$80 Million Andy Warhol Elvis Painting Elbowed at SFMOMA

A painting from the same series was the subject of recent controversy.

Andy Warhol, Triple Elvis [Ferus Type] (1963), similar to the one at SFMOMA sold for $81.9 million (estimate in the region of $70 million). Courtesy of Christie's.

The new SFMOMA, with its ambitious $300 million expansion, has been open for barely two weeks, but apparently that’s long enough to fall victim to a freak accident. A museumgoer tripped and hit the surface of Andy Warhol’s 1963 Triple Elvis [Ferus Type] painting on June 2 while visiting the new San Francisco museum.

Kron4 reports that the painting was removed from the gallery on Friday morning, and it is currently in the museum’s conservation studio, where it is being thoroughly evaluated.

The painting—one in a series of 22 silkscreens that Warhol did in the 1960s depicting Elvis Presley as a cowboy—belongs to the collection of Doris and Donald Fisher, whose donation of their massive art collection inspired SFMOMA to expand in order to be able accommodate and display the artworks from their trove properly.

The San Francisco Museum of Modern Art. Courtesy the San Francisco Museum of Modern Art, © Henrik Kam.

The San Francisco Museum of Modern Art. Courtesy the San Francisco Museum of Modern Art ©Henrik Kam.

The museum stated it wouldn’t be issuing a press release regarding the incident, but according to Kron4, conservators think the contact between the elbow of the museum goer and the painting was “minimal.”

The work is similar to one that sold in November 2014 at Christie’s New York for $81.9 million, according to the artnet Price Database.
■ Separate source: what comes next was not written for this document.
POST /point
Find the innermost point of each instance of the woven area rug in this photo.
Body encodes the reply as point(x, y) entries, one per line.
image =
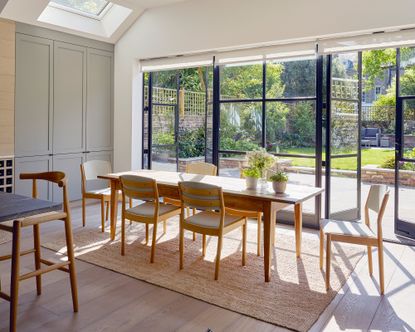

That work came from the state funded collection of North Rhine-Westphalia, and was owned by the German casino conglomerate WestSpiel, a subsidiary of the state bank of North Rhine-Westphalia (NRW Bank), which has been accruing losses for years.

News of the plans to sell this and another work by Warhol sparked a huge backlash in Germany, with 26 German museum directors launching a petition to halt the sale, calling it a “controversial political issue with considerable ripple effect.”

German culture minister, Monika Grütters, replied to the outcry at the time, saying that the works would not be used to pay off the casino’s debt. However, an investigation by the German paper FAZ showed that the proceeds were in fact used to pay off the state-owned casino’s considerable debt despite previous denials.